17 mars 2019
Faisant partie du webdocumentaire Les murs du désordre proposé par Spira, organisme voué à la production du cinéma indépendant, Bonfires et 99 murs défient quasiment la parole en privilégiant l’image, le cadre, le plan. L’artiste multidisciplinaire Martin Bureau laisse témoigner ces limites filmiques selon une approche spontanée, grave, anti-cinématographique puisque parfois improvisée, suggérée : filmer la mise à feu d’une sorte de tour de Babel faite de morceaux de bois, toutes formes confondues, construite par des jeunes de la classe ouvrière issus de ce qui semble être un quartier défavorisé de Belfast; pour dénoncer justement les murs qui séparent les Protestants des Catholiques.
Aucun représentant de l’État, seul compte la voix du peuple. La parole transformée en gestes. Filmer devient alors un acte de résistance, pièce maîtresse des courts métrages choisis pour la (web)série. En français, Bonfires signifie feux de camp ou feux de joie. C’est dans cette perspective que le message est diffusé, cyniquement, sans commentaires (Belfast) comme si les mots et leur signification ne servaient plus à rien.

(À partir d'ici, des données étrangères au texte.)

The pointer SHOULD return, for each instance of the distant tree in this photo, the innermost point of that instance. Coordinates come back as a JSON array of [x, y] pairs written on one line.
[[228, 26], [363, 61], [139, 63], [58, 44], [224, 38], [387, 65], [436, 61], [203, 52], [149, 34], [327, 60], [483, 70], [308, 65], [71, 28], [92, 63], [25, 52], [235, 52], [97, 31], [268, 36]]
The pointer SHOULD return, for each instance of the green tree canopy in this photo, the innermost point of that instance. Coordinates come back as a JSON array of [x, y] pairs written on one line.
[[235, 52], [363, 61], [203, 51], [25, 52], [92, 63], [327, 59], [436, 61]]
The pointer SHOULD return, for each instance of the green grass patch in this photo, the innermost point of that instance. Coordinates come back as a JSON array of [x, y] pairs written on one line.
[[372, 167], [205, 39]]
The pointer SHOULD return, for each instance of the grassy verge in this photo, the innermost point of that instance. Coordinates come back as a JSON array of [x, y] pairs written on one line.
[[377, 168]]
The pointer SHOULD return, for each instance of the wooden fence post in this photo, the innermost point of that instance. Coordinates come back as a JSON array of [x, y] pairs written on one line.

Les bâtisseurs intrépides de ce feu de bois sont jeunes et paraissent déjà adultes, dans leurs gestes, leurs comportements, leur enthousiasme presque clinique, froid, déterminé. De l’enfance, on passe directement à la prise de conscience politique que Bureau filme comme si de rien n’était. C’est du cinéma-réquisitoire, du cinéma-rentre-dedans, du cinéma-revendicateur. Le discours se transmet dans notre conscient collectif, d’où la nécessité d’un dialogue entre le filmé et le spectateur. Pour Bureau, la fiction n’est plus un choix. Elle appartient à un autre âge du cinéma, justement parce qu’elle invente et se permet de souvent refaire le monde, édulcorer la réalité ou même encore les réalités.
Filmer le moment, des instants précis, pris au hasard selon le lieu choisi. Et des cartons explicatifs qui nous rappellent notre responsabilité politico-civique ou tout du moins, nous pousse à la réflexion. Une pseudo-paix symbolisée par des murs qui n’ont pas changé les classes sociales dans cet endroit du monde. Et vers la fin, un plan à vol d’oiseau de la ville où les lumières du soir se confondent à des feux à deux ou trois endroits de la ville. Lieux de démarcation. Lieux d’injustice. Lieux d’inégalités.
Pour Martin Bureau, un autre acte de courage comme depuis plus de vingt ans. Pour le changement, pour un meilleur partage, pour la justice et plus que tout, la paix. C’est aussi, une façon comme une autre de filmer la grandeur et la misère de l’utopie, notions qui se perdent dans la nuit des temps.
Dans le cas de 99 murs, la voix-off de Jonny Byrne, de l’Institut de recherche en sciences sociales, à l’Université d’Ulster, se montre précise sur la situation à Belfast. Aucune autre intervention. Sauf des bruits de toutes sortes et celui d’un hélicoptère, sonorités moins que rassurante qui témoignent d’une réalité.
Pour Martin Bureau, un autre acte de courage comme depuis plus de vingt ans. Pour le changement, pour un meilleur partage, pour la justice et plus que tout, la paix. C’est aussi, une façon comme une autre de filmer la grandeur et la misère de l’utopie, notions qui se perdent dans la nuit des temps. Dans les deux cas, on soulignera la conception sonore hallucinante d’Olivier Calvert et la bande-son hypnotique d’Érick d’Orion qui contribuent à transformer ces court sujets de six et cinq minutes respectivement en une expérience salutaire.
Les quatre autres courts métrages se penchent sur les murs entre les États-Unis et le Mexique et Israël et la Palestine. Qui a tort? Qui a raison?